A couple of my favorite areas of study are game theory and behavioral economics. We’ve explored a couple of game theories' favorite experiments in our posts about Moloch. The Prisoner’s Dilemma is perhaps the most famous. Below is a helpful graphic from a New Scientist article on game theory.
Generally, game theory looks at life as if it is a game against a combination of competitive and cooperative agents. Game theorists devise interesting environments to interact within, and measure how different factors influence individual and macro choices. A common theory often cited in machine learning is “nash equilibrium” which is summed up by the idea “If it ain’t broke, don’t fix it.” If something is working for you, keep doing it and don’t deviate because it gives you the best decision based on the most likely decision of your opponent.
Behavioral economics incorporates bits of game theory, but is broader in scope. The idea behind it is the prevailing economic theory that people will act to maximize rational choices in an economic system based on the information they have at their disposal. Richard Thaler and his colleagues called the people in this type of system “Homo Economicus” because when you think about it, the idea is a bit…robotic? I think we all know we would like to act rationally…but humans have emotions, we are messy, filled with bias and unique experiences which gives us all a slightly different definition of rational. Instead, Thaler argues, we need to consider how complex systems, complex humans, and complex events interact in a more predictable manner. We will not dive deep into this topic, but I would highly recommend reading Predictably Irrational by Dan Ariely or watch his fabulous Ted Talk(s).
Both of these fields have direct impacts on the field of machine learning and our path toward Artificial General Intelligence. Many of the algorithms nowadays are designed to play games to learn, and if you think about it that is how we humans learn best as well. Through demonstration, by doing and practicing, preferably under the guidance of an expert. So what sort of game can we devise to solve for the problem of Moloch’s influence.
I Did it for the Rawls
WinWin has a way. John Rawls, a badass political philosopher in the later half of the 20th century came up with the theory of “justice as fairness”. His most famous thought experiment was one called “original position” or more commonly called the “veil of ignorance”. To demonstrate this game, I would like you to consider the following scenario. You and a friend stumble across a briefcase filled with a million dollars. Since you found the briefcase, you decide how to split the money, but you do NOT choose which half to take. For example, if you split it 80-20, your friend would choose the 80, leaving you with the 20. Chances are, you will split it fairly, probably 50-50, to maximize your chance of gain.

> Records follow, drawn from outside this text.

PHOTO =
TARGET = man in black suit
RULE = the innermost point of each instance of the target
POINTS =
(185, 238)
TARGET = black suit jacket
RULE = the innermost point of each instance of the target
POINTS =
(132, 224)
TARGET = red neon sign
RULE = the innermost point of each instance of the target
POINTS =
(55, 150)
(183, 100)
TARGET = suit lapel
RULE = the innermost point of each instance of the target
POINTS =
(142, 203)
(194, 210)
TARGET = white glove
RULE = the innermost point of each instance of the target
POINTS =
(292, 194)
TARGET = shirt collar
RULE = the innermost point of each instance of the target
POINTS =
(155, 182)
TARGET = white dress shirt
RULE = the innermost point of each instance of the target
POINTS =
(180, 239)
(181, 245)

The real thought experiment focuses on building things like distribution of wealth through this idea. In other words, if you were a temporary God, and could slide a finger on the scales of wealth distribution, how would you split things up if once you decided you were randomly thrown into that distribution. Moreover, after the “veil” is lifted, would you still agree with your own choice, no matter where you end up?
Let’s not get too deep here, I think the concept is easy to grasp, but would highly recommend checking out more on the subject if you are interested. Instead, let’s focus on AI alignment, and how this is a strong concept in WinWin’s toolbox. The Team over at Deep Mind decided to test this concept when it came to machine learning.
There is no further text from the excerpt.